BACK IN AMERICA WITH Julian at Yale and Amy now at school in Switzerland, Sylvia hoped they could sustain some of the joy they had experienced in Rome, but although Martin tried to fulfill her expectations, life settled down to the old routine. They went out, they entertained, Martin worked even longer hours in the office. Despite his best resolutions his fiftieth birthday when it came depressed him greatly. Sylvia gave him a party and he found himself inexplicably angry with her. How could she celebrate middle age?
But like it or not, time passed. His mother was in her seventies, in the best of health. Amy came home from Davos with the profound announcement that after graduation she was marrying the tennis pro she had met in Monte Carlo. For once Martin put his foot down. No more tennis pro, no more Switzerland, no more Europe. That September Amy was packed off to Wellesley, relieved if anything that the romance had been ended, though she would not give her father the satisfaction of saying so.
Martin himself was probably more upset than his daughter. He remembered the pain of his separation from Jenny, but consoled himself by saying that eighteen wasn’t twenty-eight and that a tennis pro was hardly good husband material.
He was less lucky dealing with Julian’s choice of mate. Julian had been graduated from Yale with honors and been accepted by their law school when he called home to say that he was engaged to a Sarah Storey. He brought her home over the summer to visit. She was very elegant, very Vassar, very Episcopalian, and very Beacon Hill. To Bess’s dismay she had made it clear that her parents had forgiven Julian for the bad taste of being born a Jew and were very grateful that somewhere along the line one of his ancestors had had the good sense to change the family name of Rothenberger to Roth.
Bess moaned in private, but Martin and Sylvia consoled themselves that under the Old Boston veneer the girl seemed smart and friendly and very much in love with Julian, which in Sylvia’s eyes made up for a multitude of sins.
The wedding itself was an elaborate affair in the garden in the center of Louisburg Square.
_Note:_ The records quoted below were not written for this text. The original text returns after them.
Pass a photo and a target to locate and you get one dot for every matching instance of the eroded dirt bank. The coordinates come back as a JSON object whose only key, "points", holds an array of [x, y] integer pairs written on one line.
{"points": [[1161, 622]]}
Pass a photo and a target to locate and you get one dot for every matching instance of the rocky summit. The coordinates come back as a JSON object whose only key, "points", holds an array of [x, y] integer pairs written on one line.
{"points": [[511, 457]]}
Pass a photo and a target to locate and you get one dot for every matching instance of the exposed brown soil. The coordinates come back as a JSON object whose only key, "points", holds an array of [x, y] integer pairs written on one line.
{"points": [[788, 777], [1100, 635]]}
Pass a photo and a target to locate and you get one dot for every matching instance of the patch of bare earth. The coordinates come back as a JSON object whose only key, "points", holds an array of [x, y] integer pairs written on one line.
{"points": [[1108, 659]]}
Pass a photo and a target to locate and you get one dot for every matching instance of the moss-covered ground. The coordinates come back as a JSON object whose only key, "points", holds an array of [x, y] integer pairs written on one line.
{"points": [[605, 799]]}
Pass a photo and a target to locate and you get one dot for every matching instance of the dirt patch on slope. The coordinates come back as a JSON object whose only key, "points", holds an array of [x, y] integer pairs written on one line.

It was a strain on all of the Roths. The minister, a thin, disagreeable young man, made no concessions for the Jewish bridegroom, and Martin stood watching the pretty blond bridesmaids troop into the garden, wondering what his father would have said if he were alive. Was it worth it, Martin thought suddenly, giving up Jenny, always doing the right thing? His son had cast away all traces of his religion to marry this pretty, slender gentile with her New England ways. For a moment the pain in his heart was more than he could bear. His eyes flickered to Amy, who was looking ravishing as the maid of honor. Who knew whom she would want to run off with next? They had saved her at eighteen, but would they be able to forestall a misalliance at twenty? Martin sighed. What good had his toeing the family line of tradition and heritage done? For the first time he felt old, without hope.
When the Roths returned home after that curious wedding it was with heavy hearts. Amy had cheerfully returned to college, and Bess declared she needed a week’s rest after all the traveling, leaving Sylvia alone to face Martin’s gloomy looks across the breakfast table. To see him so withdrawn was almost more than she could bear. It wasn’t only the wedding, she knew that. He seemed to be fighting the years, unwilling to sit back and enjoy this time alone together. The truth was they had a lot to be grateful for. Amy was doing well at Wellesley and Julian certainly worked hard and seemed responsible. If anything, his new in-laws had made him a little stuffy. Sylvia found herself annoyed with Martin. There was no reason for him to be so gloomy.
That night when Martin sat down to dinner she said, “I think it would be so good to get away together. Just the two of us. No parents, no friends. Would you like that?”
Would he like that? Well, after the tensions of the past weeks it might help. “Okay, let’s go up to the Lake tomorrow.”
Sylvia closed her eyes. Everything was going to be all right. Wasn’t it?
The drive up to the mountains was a silent one. When they did talk all they seemed able to discuss were the children. It appeared they had lost whatever mutual interests they had shared. Well, this weekend would be a new beginning, Sylvia resolved.
Moving closer to Martin, Sylvia took hold of his right hand. This holiday was what they needed. Married people needed time alone. She hadn’t understood that well enough over the years. It had always seemed so important to do things as a family. But today she knew better. For all of her devotion, they essentially could only fix themselves. Children were selfish by definition. That’s what growing up was about. Learn to care for other people. Well, soon Julian would have children of his own. The important thing now was to cheer Martin up and save her own marriage. Hopefully this weekend in Tahoe would be a new beginning.
They did all the things they had done in the past: walked in the mountains, had drinks before the fire, rode horses down into the valley. They were kind and polite to each other, but nothing seemed to rekindle the old sense of romance. Both knew it and both were miserable.
It wasn’t anybody’s fault, Sylvia thought. Something had happened to their lives. As she got ready for bed that night she decided that the air was very chilly even for Lake Tahoe.